Aloha Airlines Ticket by Christian Hanz Lozada

Aloha Airlines Ticket

In the pouch of Papa’s camera,
I find carbon copied airline tickets
with just his kids’ names on them,
and I remember seeing a sepia picture
of three skinny brown children,
churched up for the flight, squeezed
into starched clothes and framed
with boxy, proportional suitcases
at their feet.

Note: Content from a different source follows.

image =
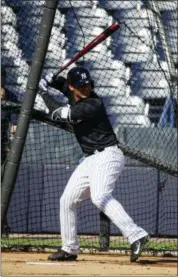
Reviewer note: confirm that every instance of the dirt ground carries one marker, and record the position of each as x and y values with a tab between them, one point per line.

Their smiles hide
the complexity of air travel
and existence without supervision,
not to mention the transition between
the diasporic Hawaiian familiar here
to the foreign ancestral homeland there,
between land more settled and still
being colonized, between leaving
home and visiting home-taken.
Traveling without a guardian
comes in two forms: privilege
or the need for some part of you
to survive.


Christian Hanz Lozada aspires to be like a cat, a creature that doesn’t care about the subtleties of others and who will, given time and circumstance, eat their owner. He wrote the poetry collection He’s a Color, Until He’s Not. His Pushcart Prize nominated poetry has appeared in journals from five continents and counting. Christian has featured at the Autry Museum and Beyond Baroque. He lives in San Pedro, CA and uses his MFA to teach his neighbors and their kids at Los Angeles Harbor College.